Jai Sooklal, co-director of finance for the Americas at consulting firm Oliver Wyman, told the Financial Times that many of the banks he has spoken to “are actively pursuing the value of corporate clients” where they are profitable.
Deposits jumped $ 243 billion from January to March at JPMorgan, Bank of America and Citigroup, which are the largest US banks by assets.
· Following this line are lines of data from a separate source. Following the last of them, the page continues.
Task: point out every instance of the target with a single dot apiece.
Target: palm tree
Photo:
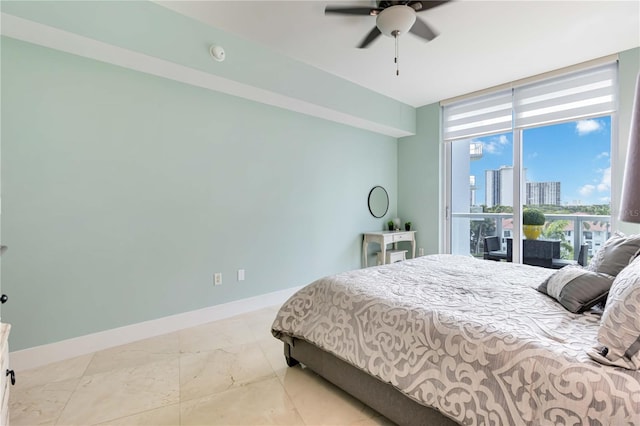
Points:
(555, 230)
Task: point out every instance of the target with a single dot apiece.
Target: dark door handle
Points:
(13, 376)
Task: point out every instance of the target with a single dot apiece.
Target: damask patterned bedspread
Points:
(472, 338)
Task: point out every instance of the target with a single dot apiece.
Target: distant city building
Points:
(499, 186)
(539, 193)
(499, 189)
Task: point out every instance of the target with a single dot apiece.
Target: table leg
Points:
(365, 245)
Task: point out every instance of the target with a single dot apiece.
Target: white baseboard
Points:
(41, 355)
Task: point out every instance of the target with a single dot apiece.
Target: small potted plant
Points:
(532, 222)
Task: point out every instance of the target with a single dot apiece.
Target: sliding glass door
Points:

These deposits added to the record $ 1 trillion in 2020, an increase of $ 92 billion from 2019, according to the outlet.
“Even though consumers are levying to get to Disney World and companies are opting out to build new warehouses and buy new equipment, they just aren’t spending fast enough of what’s happening,” said Gerard Cassidy, analyst at RBC, by FT.
the Fed Weekly Poll last month, the 25 largest US banks reduced their loan-to-deposit ratios to 53.9%. Total loans were $ 5.45 trillion, down $ 447 billion, while total deposits were $ 10.13 trillion, up 16%.